Tuesday, August 28, 2012

Gotcha Day

Sorry that I haven't been able to write with details until now. Internet connection is spotty at best and I have to go to the lobby to write. This has been hard to do over the past 24 hours.
I feel like I have lived a lifetime in jut a day. It all seems like a dream--a foggy dream. Yesterday morning we went to the Bank of China to exchange our US money into Chinese. We took in about $9,000 which raised some eyebrows. We raised even more when we walked out with a brown paper bag stuffed with about 45,000 RMBs. We couldn't wait to get rid of that money!!!!
Will was scheduled to arrive at our hotel door around 4pm. I couldn't eat lunch. I was nauseated and anxious in the pit of my stomach. Truth be told--I was calculating a way that I could throw everything in my suitcase and run. I asked Brent to pray with me and he did and the peace of God washed over me. I still wasn't sure if I could do this, but I knew the Lord was with me and that he'd help me through it. After a long nap, I was feeling better. Numb, but better.
The knock came promptly at four and as Brent turned on the video camera, I went to the door. Standing there was our son surrounded by our translator, his social welfare worker and the supervisor of foster care programs and another caregiver from the orphanage. I was just kind of stunned--staring at him and not believing that he was here in the flesh. I bent down and started softly talking to him and the workers began to talk to him telling him who we were and showing him the toys we'd brought. His face looked terrified--sort of blank and emotionless. He went to the trucks and picked them up. I was able to touch him and stroke his cheeks and whisper to him that everything would be ok. The workers answered some questions for us and spent many minutes explaining to Will that we were his parents and he'd be staying with us. He started to cry--a very controlled, heartbreaking sob. I picked him up (instinctively) and thus began the trauma attachment to me.
Paperwork was signed and pictures were taken with his workers and very quietly his workers slipped out of the door. It was just us and him. We played with him a little but it was mostly us playing in front of him while he starred straight ahead. Off and on, he'd weep and I'd pick him up and he'd cling to me. I cried too because I knew we were the source of fear and he was grieving for his foster family. I couldn't calm him in his native tongue and it was a difficult, helpless feeling. After swaying with him and walking, he fell sleep in my arms and I climbed on to the bed and let him rest on me for a while.

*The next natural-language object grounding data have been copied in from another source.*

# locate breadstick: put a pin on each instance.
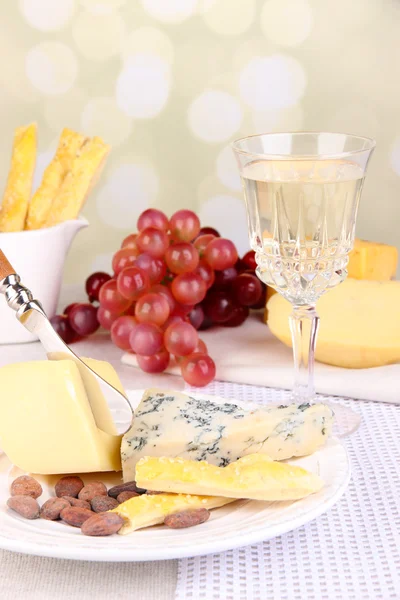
(41, 203)
(19, 183)
(78, 182)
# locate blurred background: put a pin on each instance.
(170, 83)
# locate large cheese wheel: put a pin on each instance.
(359, 327)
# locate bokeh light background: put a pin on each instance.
(170, 83)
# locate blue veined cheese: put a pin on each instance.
(173, 424)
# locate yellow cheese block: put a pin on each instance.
(255, 476)
(372, 261)
(359, 327)
(147, 510)
(367, 260)
(46, 423)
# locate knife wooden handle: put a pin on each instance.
(5, 267)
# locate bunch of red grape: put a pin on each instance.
(170, 280)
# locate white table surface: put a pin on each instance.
(38, 578)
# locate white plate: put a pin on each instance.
(239, 524)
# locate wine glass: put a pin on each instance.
(302, 192)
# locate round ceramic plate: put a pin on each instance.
(239, 524)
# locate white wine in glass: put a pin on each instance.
(302, 192)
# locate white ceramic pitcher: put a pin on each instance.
(38, 256)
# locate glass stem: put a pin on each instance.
(304, 323)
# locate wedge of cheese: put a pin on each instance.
(46, 423)
(255, 476)
(359, 326)
(147, 510)
(173, 424)
(372, 261)
(367, 260)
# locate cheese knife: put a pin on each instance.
(31, 315)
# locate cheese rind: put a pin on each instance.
(255, 477)
(46, 423)
(359, 324)
(147, 510)
(173, 424)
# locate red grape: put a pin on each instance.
(154, 364)
(239, 315)
(189, 288)
(110, 297)
(105, 317)
(94, 283)
(146, 339)
(201, 242)
(153, 241)
(181, 258)
(201, 347)
(130, 242)
(198, 369)
(262, 300)
(152, 308)
(196, 316)
(181, 339)
(130, 311)
(123, 258)
(206, 324)
(165, 291)
(206, 273)
(221, 254)
(225, 277)
(206, 230)
(183, 310)
(153, 218)
(83, 319)
(219, 306)
(120, 331)
(172, 319)
(249, 259)
(247, 289)
(62, 326)
(68, 308)
(154, 267)
(132, 282)
(184, 225)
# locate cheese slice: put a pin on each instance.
(255, 476)
(372, 261)
(147, 510)
(359, 324)
(17, 194)
(46, 423)
(173, 424)
(40, 206)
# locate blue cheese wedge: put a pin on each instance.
(171, 424)
(255, 477)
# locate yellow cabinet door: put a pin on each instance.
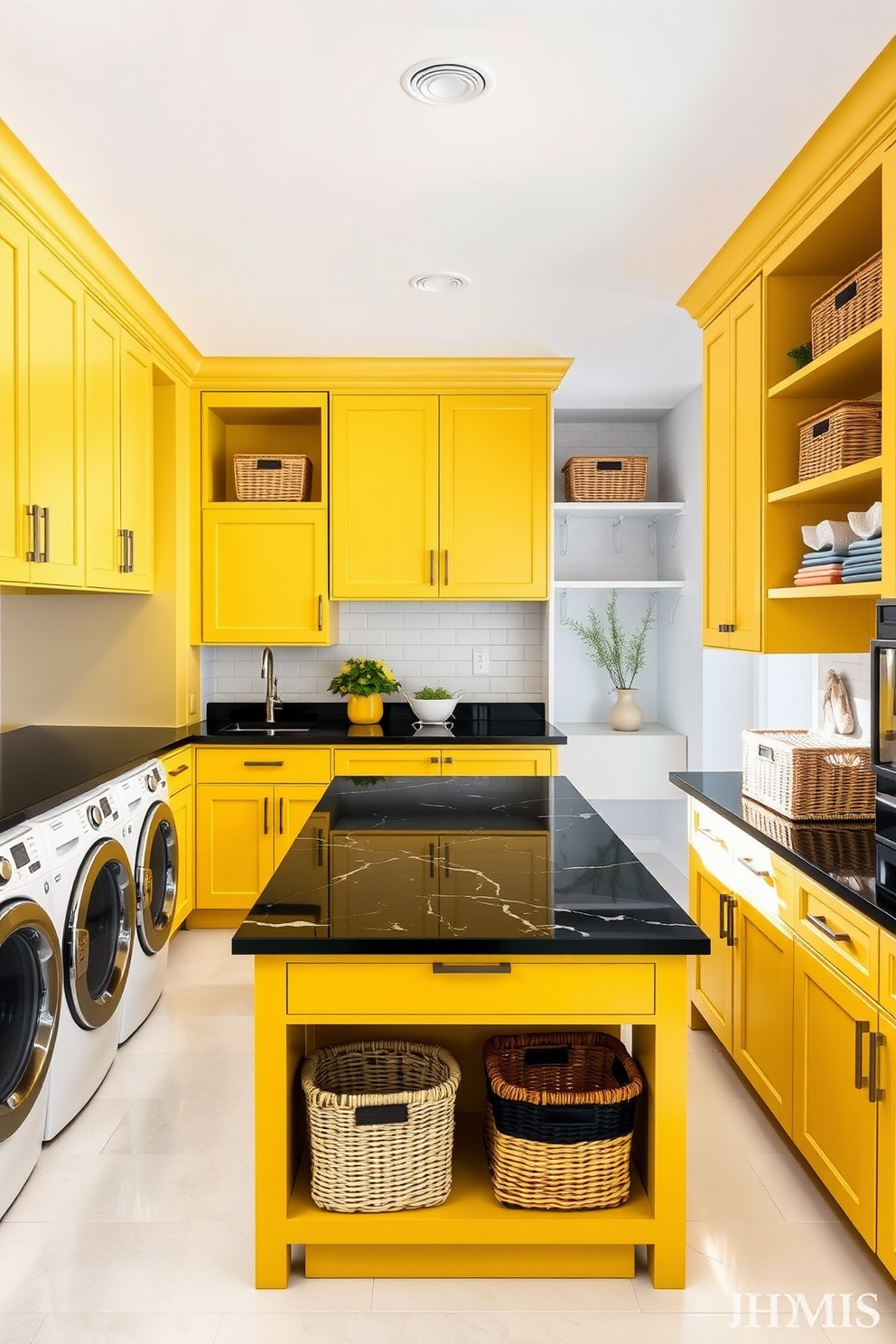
(712, 976)
(104, 546)
(763, 1013)
(835, 1126)
(496, 761)
(265, 574)
(747, 406)
(385, 520)
(182, 807)
(15, 532)
(135, 464)
(234, 845)
(493, 496)
(386, 761)
(55, 438)
(885, 1107)
(293, 806)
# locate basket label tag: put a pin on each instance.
(547, 1055)
(394, 1115)
(845, 294)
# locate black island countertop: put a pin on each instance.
(42, 768)
(838, 855)
(480, 864)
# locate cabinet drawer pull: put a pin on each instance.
(862, 1029)
(443, 968)
(874, 1041)
(819, 922)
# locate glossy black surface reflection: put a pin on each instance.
(462, 864)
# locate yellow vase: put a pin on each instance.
(364, 708)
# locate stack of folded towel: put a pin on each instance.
(863, 565)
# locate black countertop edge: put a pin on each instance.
(626, 945)
(44, 766)
(722, 790)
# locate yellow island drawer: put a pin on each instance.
(471, 989)
(262, 765)
(838, 933)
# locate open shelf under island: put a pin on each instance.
(445, 910)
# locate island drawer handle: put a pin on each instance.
(443, 968)
(821, 925)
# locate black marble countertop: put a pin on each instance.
(838, 855)
(434, 866)
(42, 768)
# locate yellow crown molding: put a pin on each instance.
(856, 131)
(30, 192)
(380, 375)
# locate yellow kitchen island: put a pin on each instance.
(445, 910)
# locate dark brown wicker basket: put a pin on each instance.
(559, 1120)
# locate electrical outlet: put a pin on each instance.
(480, 661)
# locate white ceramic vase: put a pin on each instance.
(625, 715)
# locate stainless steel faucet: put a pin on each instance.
(272, 698)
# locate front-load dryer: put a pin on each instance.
(151, 843)
(30, 1005)
(94, 910)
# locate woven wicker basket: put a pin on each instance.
(380, 1117)
(851, 304)
(286, 477)
(835, 848)
(559, 1120)
(592, 480)
(845, 433)
(807, 774)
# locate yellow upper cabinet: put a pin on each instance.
(118, 462)
(440, 496)
(733, 475)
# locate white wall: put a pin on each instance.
(422, 643)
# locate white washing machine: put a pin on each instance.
(151, 842)
(30, 1005)
(94, 910)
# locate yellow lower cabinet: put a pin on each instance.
(712, 976)
(762, 1019)
(265, 574)
(234, 845)
(835, 1126)
(500, 761)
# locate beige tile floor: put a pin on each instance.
(135, 1226)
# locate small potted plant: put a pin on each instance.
(364, 682)
(433, 703)
(622, 655)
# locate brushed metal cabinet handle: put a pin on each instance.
(441, 968)
(862, 1029)
(819, 922)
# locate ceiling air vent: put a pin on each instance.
(445, 82)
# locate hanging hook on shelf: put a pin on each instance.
(565, 534)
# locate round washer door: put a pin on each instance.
(156, 878)
(30, 1000)
(99, 934)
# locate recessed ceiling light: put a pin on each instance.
(445, 82)
(438, 283)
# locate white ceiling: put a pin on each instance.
(258, 167)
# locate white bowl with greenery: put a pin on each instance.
(433, 703)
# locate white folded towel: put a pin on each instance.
(869, 523)
(829, 535)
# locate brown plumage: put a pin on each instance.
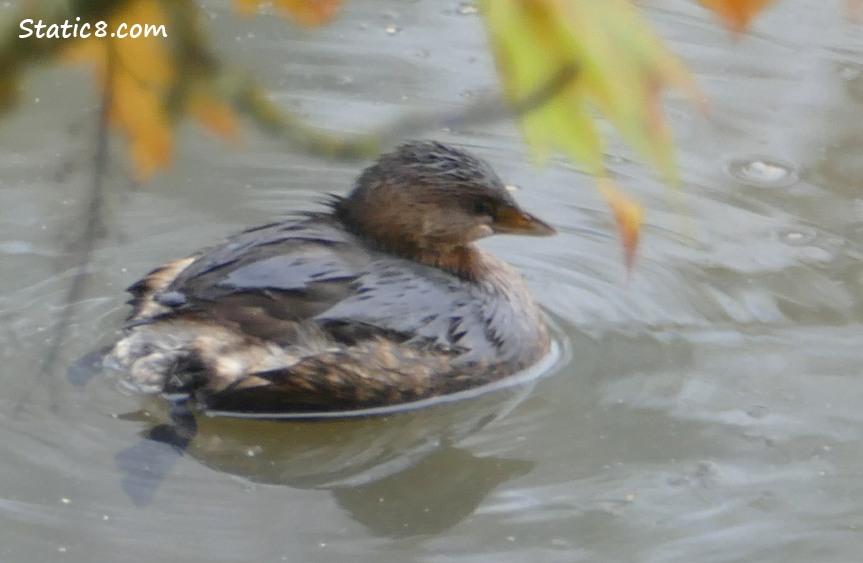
(382, 300)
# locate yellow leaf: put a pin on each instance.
(137, 73)
(627, 217)
(736, 14)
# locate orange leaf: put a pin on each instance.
(306, 12)
(138, 73)
(627, 216)
(736, 14)
(310, 12)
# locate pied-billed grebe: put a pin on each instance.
(381, 300)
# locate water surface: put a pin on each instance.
(707, 409)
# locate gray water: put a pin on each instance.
(705, 409)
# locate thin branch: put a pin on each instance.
(93, 224)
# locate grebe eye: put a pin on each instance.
(485, 207)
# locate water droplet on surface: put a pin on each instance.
(466, 8)
(798, 236)
(849, 73)
(763, 172)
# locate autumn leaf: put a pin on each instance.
(151, 83)
(622, 69)
(138, 73)
(736, 14)
(306, 12)
(627, 217)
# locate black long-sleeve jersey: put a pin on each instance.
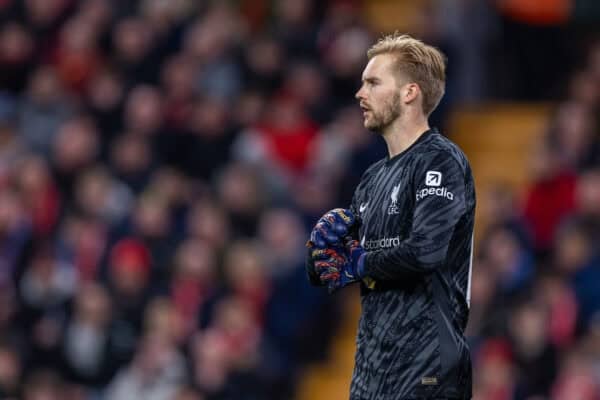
(416, 213)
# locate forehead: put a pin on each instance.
(379, 66)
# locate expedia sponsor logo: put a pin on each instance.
(393, 208)
(383, 243)
(440, 192)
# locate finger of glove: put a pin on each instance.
(329, 274)
(325, 233)
(343, 216)
(317, 238)
(324, 266)
(325, 254)
(337, 222)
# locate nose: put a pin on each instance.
(359, 94)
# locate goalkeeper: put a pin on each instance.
(406, 238)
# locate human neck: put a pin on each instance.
(402, 133)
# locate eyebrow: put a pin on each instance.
(370, 79)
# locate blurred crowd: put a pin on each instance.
(161, 162)
(535, 316)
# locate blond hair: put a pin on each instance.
(423, 64)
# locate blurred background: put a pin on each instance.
(161, 162)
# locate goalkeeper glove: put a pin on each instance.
(339, 267)
(331, 228)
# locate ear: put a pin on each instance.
(410, 92)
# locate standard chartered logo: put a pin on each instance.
(383, 243)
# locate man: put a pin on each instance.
(407, 237)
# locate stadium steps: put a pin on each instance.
(498, 139)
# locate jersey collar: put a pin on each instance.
(420, 139)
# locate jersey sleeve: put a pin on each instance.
(438, 187)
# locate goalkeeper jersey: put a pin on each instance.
(416, 214)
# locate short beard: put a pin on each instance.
(391, 110)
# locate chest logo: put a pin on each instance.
(393, 208)
(363, 207)
(433, 178)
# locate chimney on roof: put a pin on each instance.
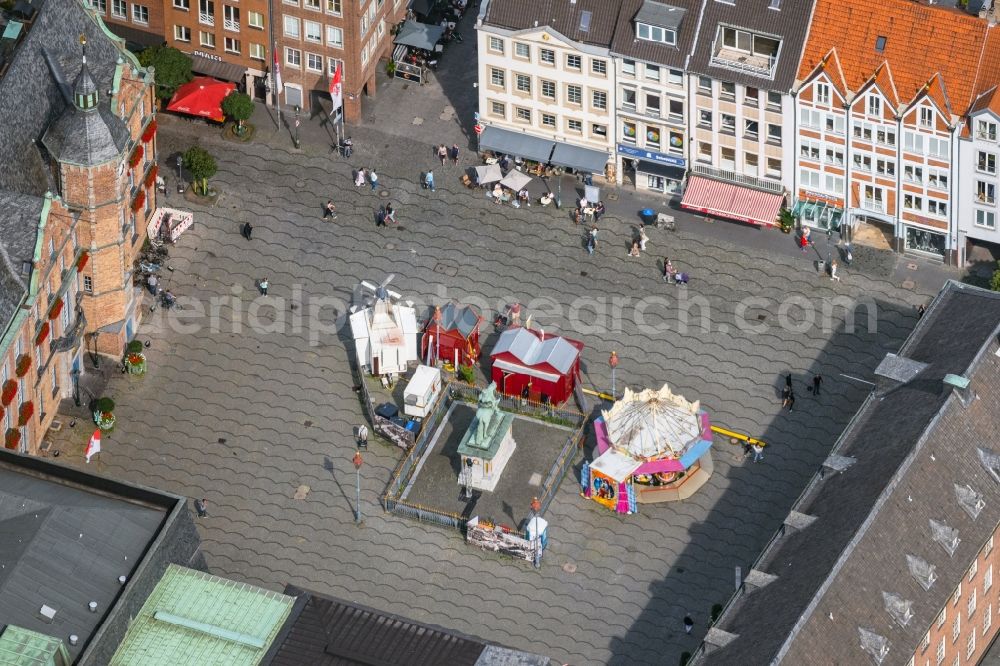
(961, 388)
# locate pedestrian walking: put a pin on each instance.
(329, 210)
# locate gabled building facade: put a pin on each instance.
(547, 81)
(881, 106)
(75, 209)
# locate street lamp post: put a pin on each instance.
(357, 466)
(297, 109)
(613, 362)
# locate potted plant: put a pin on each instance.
(786, 221)
(135, 360)
(104, 413)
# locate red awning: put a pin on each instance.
(732, 201)
(202, 96)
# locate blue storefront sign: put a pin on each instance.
(649, 155)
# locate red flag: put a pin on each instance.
(94, 446)
(277, 69)
(336, 89)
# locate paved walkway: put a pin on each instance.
(250, 419)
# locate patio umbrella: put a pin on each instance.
(653, 424)
(490, 173)
(202, 96)
(515, 180)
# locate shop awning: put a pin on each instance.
(217, 69)
(662, 170)
(419, 35)
(745, 204)
(516, 143)
(580, 159)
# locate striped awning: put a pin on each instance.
(745, 204)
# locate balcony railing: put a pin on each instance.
(737, 178)
(744, 62)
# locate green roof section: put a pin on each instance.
(23, 647)
(196, 618)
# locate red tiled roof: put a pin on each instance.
(920, 41)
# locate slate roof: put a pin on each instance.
(65, 545)
(560, 15)
(913, 444)
(527, 347)
(324, 631)
(20, 215)
(31, 97)
(790, 23)
(921, 41)
(625, 42)
(192, 617)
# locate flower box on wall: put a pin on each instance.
(25, 413)
(43, 333)
(149, 131)
(9, 391)
(23, 365)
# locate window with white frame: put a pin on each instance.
(334, 37)
(654, 33)
(822, 93)
(314, 31)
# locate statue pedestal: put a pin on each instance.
(484, 474)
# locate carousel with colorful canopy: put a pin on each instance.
(654, 446)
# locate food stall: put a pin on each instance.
(422, 391)
(169, 223)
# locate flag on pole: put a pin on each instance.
(94, 446)
(277, 70)
(336, 90)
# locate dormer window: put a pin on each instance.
(654, 33)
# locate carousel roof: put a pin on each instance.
(653, 423)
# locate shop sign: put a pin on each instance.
(651, 156)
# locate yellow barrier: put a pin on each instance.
(738, 435)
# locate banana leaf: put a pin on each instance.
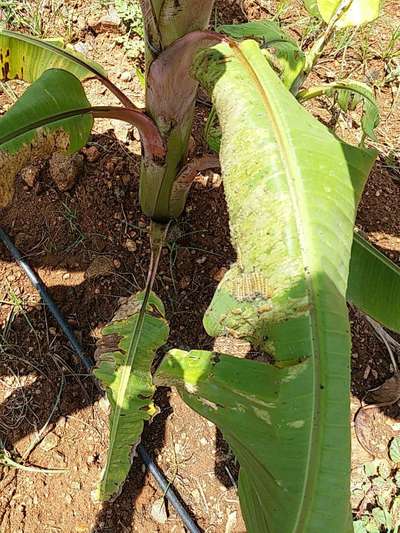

A family photographer showed up about 20 minutes later to take our picture for the adoption certificate. I gently woke Will and he started crying again. He has two stuffed animals from the orphanage--a blue Crazy Bird animal and Sponge Bob (unfortunately). I gave them to him and he clutched them and calmed down. He wants them constantly around him which is fine. Photograph was done and we met with our translator and went to dinner. He did let us carry him, feed him, and hold him on our lap in the restaurant---all good signs. He ate some fish and chicken and drank water from a sippy cup that we offered. When he's overwhelmed, he goes into this trance where he stares blankly ahead and his eyes don't register with anything. Towards the end of dinner, he was beginning to cry again and glaze over so we paid and left back to the hotel. We tried to get him to change clothes, but he shrieked. We let him sleep in his orphanage clothes without taking a bath, but we did manage to get his shoes off of him. Small victories, right?
The greatest part of the evening was when Brent mixed him his "hot milk" bottle. In bed, I held him in my arms and he quietly drank the entire bottle and drifted off to sleep. I laid him down next to me and proceeded to sleep too. He slept all night beside me, never waking.
What a joyous and terrifying day. He knows that he's left his foster family who he loves. He knows that he's left his caregiver who he adores and he's very quietly aching. The sadness in his eyes just about kill us and we long for the day when they light up at us. He hasn't smiled or talked. He just stares, but it's ok. He's dealing with this is a healthy way. This is a good foundation to build on. We are so grateful to God for watching over us today and we cling to him as we head into the next few days. We're just looking for progress. ....just a tiny glimmer of recognition in him that he knows he'll be ok.